例えば、1回目の受験で下のコースに合格していたとしても、2回目の受験で上のコースの基準を満たせば、上のコースでの入学が可能になる、という仕組みです。この場合、すでに合格そのものは確定しているので、親子共に安心した状態で「もう一回挑戦してみよう」という気持ちで臨めます。子どもによっては、この「もう一段階上を目指せる」という状況が、受験本番でのモチベーションになることもあるかもしれません。
我が家は1回目合格後、2回目を欠席した
我が家が受験した学校の場合、記憶があいまいな部分もあるのですが、2回目の受験の際に持ち点を10点ほど加点して計算する仕組みだったと思います。ただ、うちの子は1回目の受験で合格できたため、2回目は出願だけして欠席するという形になりました。
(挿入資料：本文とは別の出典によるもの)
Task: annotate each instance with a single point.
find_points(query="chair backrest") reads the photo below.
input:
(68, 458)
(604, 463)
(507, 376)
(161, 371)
この判断は、本人が「もう2回目の受験はしない」とはっきり言ったことでスムーズに決まりました。親としても、すでに合格が確定している学校に、あえてもう一度受験しに行く理由を親としても見出せませんでした。もしも、本人が「出願してるから受験する」といえば、受験しに行ったとは思います。
メリットは、精神的な安心感が大きい

複数回受験のメリットは、その学校が本命なのか、併願なのか、抑えなのか…受験校の位置づけによっても変わってくると思います。
ただ、どの受験校の位置づけでも共通して言えるのは、精神的な面での安心感が大きいということです。単純に複数回チャレンジできるという安心感以外に、加点システムを導入している学校においては「もし1回目で落ちても、2回目は加点があるからきっと大丈夫」と思えます。この安心感は子どもだけでなく、親にとっても心の支えになります。
デメリットは、受験料と日程の固定化
一方でデメリットとして感じたのは、同じ学校を受験するために受験料が回数分かかることです。我が家のように、1回目で合格して2回目を欠席したパターンでは、2回目分の受験料はそのまま無駄になってしまいました。(学校によっては返金対応してくれる学校や出願を1回目の結果を見てからできる学校もあります)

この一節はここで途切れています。